Faculty of Computer Science and Engineering, GIK Institute, Topi, Pakistan.
Istituto di Scienza e Tecnologie dell'Informazione "Alessandro Faedo" Area della Ricerca CNR di Pisa, Pisa, Italy.
PLoS One. 2023 Mar 22;18(3):e0282142. doi: 10.1371/journal.pone.0282142. eCollection 2023.
Ancient manuscripts are a rich source of history and civilization. Unfortunately, these documents are often affected by different age and storage related degradation which impinge on their readability and information contents. In this paper, we propose a document restoration method that removes the unwanted interfering degradation patterns from color ancient manuscripts. We exploit different color spaces to highlight the spectral differences in various layers of information usually present in these documents. At each image pixel, the spectral representations of all color spaces are stacked to form a feature vector. PCA is applied to the whole data cube to eliminate correlation of the color planes and enhance separation among the patterns. The reduced data cube, along with the pixel spatial information, is used to perform a pixel based segmentation, where each cluster represents a class of pixels that share similar color properties in the decorrelated color spaces. The interfering, unwanted classes can thus be removed by inpainting their pixels with the background texture. Assuming Gaussian distributions for the various classes, a Gaussian Mixture Model (GMM) is estimated through the Expectation Maximization (EM) algorithm from the data, and then used to find appropriate labels for each pixel. In order to preserve the original appearance of the document and reproduce the background texture, the detected degraded pixels are replaced based on Gaussian conditional simulation, according to the surrounding context. Experiments are shown on manuscripts affected by different kinds of degradations, including manuscripts from the DIBCO 2018 and 2019 publicaly available dataset. We observe that the use of a few PCA dominant components accelerates the clustering process and provides a more accurate segmentation.

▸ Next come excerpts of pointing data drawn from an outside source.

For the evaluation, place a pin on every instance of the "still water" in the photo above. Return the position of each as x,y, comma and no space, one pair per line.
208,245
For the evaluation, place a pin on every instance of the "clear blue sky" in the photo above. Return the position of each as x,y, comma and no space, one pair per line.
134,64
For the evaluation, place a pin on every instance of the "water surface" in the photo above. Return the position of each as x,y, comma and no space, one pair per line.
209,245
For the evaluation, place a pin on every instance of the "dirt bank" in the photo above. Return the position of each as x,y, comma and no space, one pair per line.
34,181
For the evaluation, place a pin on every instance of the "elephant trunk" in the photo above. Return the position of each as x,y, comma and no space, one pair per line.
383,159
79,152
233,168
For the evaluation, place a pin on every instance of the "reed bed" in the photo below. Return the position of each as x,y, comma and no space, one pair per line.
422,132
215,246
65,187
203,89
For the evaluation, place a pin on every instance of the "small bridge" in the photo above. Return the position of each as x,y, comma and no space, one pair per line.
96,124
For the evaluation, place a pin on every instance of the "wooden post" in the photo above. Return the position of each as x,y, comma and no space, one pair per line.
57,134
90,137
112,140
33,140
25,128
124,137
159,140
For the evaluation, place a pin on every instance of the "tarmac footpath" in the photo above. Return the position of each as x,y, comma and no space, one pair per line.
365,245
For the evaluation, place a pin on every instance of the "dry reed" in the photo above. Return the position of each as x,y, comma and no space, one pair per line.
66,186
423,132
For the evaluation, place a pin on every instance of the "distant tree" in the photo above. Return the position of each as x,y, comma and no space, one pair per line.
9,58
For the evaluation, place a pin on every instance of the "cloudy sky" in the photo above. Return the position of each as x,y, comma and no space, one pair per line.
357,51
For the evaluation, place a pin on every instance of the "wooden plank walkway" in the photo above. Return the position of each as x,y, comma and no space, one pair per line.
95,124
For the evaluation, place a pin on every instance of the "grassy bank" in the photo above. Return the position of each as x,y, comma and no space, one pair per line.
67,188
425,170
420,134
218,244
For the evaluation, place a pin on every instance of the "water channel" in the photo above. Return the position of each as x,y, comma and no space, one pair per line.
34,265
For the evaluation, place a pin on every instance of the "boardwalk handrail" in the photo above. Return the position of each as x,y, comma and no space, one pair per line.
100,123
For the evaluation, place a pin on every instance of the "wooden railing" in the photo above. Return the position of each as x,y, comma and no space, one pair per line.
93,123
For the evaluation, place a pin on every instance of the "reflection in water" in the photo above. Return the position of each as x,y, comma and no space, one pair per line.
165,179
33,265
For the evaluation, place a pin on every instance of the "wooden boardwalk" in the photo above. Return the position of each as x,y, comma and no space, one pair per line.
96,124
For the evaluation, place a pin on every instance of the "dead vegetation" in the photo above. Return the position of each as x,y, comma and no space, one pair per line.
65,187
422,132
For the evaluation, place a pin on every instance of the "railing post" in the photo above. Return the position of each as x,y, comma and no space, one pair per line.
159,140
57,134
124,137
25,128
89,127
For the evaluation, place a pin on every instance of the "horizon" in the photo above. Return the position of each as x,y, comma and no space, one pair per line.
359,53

古文献是历史和文明的丰富来源。不幸的是,这些文档经常受到不同年代和存储相关退化的影响,从而影响其可读性和信息内容。在本文中,我们提出了一种从彩色古文献中去除不需要的干扰退化模式的文档恢复方法。我们利用不同的颜色空间来突出显示这些文档中通常存在的各种信息层的光谱差异。在每个图像像素处,所有颜色空间的光谱表示都被堆叠在一起以形成特征向量。PCA 应用于整个数据立方体以消除颜色平面的相关性并增强模式之间的分离。经过降维的数据立方体,以及像素的空间信息,用于执行基于像素的分割,其中每个聚类代表具有相似颜色属性的一类像素在去相关颜色空间中。因此,可以通过用背景纹理填充这些像素来去除干扰的、不需要的类。假设各种类别的分布为高斯分布,通过 EM 算法从数据中估计出高斯混合模型 (GMM),然后将其用于为每个像素找到适当的标签。为了保持文档的原始外观并再现背景纹理,根据周围的上下文,通过高斯条件模拟替换检测到的退化像素。实验在受到不同类型退化影响的手稿上进行,包括来自 DIBCO 2018 和 2019 年公开可用数据集的手稿。我们观察到使用几个 PCA 主导成分可以加速聚类过程并提供更准确的分割。